Baik itu melalui video conference, google classroom, email atau grup WA sekalipun, semua bisa dilakukan. "Jadi, soal akademik tidak problem. Tapi justru, problemnya di soal fasilitas," kata Arif dalam keterangan tertulisnya melalui Messenger WhatsApp kepada Nkriterkini.com, Selasa (12/5/2020).
Kenapa problemnya difasilitas? Harusnya pihak kampus sudah mengetahui letak dan biografi setiap mahasiswanya, yang mana tidak semua mahasiswa mudah untuk melakukan system itu semua, pastinya akan banyak kendala-kendala yang dihadapi mulai dari jaringan dan kuota. Salain itu, mahasiswa juga dituntut untuk sistem unggah tugas/ujian pada sitem yang sudah disediakan.

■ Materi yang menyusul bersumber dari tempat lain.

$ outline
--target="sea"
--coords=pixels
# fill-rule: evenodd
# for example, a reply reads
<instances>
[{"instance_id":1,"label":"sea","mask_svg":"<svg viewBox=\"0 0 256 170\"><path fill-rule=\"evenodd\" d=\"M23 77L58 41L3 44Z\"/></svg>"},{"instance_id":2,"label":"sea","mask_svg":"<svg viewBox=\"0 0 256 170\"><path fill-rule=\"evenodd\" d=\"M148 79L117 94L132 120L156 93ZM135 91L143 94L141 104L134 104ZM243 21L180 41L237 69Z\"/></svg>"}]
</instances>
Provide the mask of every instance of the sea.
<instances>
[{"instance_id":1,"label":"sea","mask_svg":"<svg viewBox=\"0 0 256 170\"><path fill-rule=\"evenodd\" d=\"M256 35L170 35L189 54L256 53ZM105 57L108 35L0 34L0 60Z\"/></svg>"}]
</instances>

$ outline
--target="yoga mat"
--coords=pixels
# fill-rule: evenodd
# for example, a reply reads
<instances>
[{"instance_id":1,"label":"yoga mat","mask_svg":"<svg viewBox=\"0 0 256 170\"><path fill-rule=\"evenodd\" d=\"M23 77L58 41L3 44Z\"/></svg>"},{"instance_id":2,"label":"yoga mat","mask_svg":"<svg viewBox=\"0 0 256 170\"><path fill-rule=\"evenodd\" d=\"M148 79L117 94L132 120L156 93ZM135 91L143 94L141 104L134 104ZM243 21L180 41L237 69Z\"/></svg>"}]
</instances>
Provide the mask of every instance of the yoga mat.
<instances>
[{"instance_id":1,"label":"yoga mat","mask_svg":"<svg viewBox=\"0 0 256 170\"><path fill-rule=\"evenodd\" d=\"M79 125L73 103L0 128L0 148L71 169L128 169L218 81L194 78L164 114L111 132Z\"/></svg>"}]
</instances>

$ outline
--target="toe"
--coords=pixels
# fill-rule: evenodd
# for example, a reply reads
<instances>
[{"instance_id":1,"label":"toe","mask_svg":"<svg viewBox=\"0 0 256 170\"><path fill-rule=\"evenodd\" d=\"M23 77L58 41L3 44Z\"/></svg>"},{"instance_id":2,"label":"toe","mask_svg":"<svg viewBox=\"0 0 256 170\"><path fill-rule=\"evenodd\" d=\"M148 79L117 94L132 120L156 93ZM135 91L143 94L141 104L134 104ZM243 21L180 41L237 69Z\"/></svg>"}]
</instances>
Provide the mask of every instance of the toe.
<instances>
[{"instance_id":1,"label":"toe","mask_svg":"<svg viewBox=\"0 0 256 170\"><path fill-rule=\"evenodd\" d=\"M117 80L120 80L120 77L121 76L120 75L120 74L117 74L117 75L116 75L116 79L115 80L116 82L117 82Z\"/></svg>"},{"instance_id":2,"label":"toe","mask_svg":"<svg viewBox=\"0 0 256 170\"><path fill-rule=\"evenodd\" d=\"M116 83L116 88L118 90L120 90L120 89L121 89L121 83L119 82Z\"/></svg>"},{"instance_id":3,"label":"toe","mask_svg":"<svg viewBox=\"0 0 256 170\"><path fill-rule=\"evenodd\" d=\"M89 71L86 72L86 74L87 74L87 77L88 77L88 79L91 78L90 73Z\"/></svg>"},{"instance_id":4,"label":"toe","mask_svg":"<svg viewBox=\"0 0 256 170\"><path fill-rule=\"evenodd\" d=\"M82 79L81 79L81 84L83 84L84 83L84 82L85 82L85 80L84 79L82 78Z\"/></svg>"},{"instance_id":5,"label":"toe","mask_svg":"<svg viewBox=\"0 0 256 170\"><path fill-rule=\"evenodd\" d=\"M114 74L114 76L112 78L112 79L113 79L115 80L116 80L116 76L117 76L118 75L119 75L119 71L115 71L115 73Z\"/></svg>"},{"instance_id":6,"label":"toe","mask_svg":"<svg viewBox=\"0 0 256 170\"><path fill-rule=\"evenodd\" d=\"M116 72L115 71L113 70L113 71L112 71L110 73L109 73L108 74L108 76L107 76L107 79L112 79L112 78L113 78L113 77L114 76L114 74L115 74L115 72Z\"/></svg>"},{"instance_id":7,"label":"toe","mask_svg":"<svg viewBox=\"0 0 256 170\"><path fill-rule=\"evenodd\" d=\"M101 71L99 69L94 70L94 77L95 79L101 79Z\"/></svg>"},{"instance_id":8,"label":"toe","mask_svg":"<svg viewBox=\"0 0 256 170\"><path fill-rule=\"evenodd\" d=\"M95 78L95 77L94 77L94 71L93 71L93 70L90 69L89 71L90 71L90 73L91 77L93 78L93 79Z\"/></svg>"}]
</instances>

Menyoal sistem, kata Arif, sebetulnya program dan niat kampus itu bagus, terintegrasi dalam satu sistem, yang dinamakan Siakad, akan tetapi disitu juga dinilai akan banyak merugikan mahasiswa dan kurang toleransi terhadap setiap mahaiswa.
"Hal ini yang disebut mengancam mahasiswa, mahasiswa dituntut untuk sempurna namun fasilitas dan kebijakan yang disuguhkan tidak lah sempurna," tegas Arif yang juga merupakan salah satu aktivis kemanusiaan.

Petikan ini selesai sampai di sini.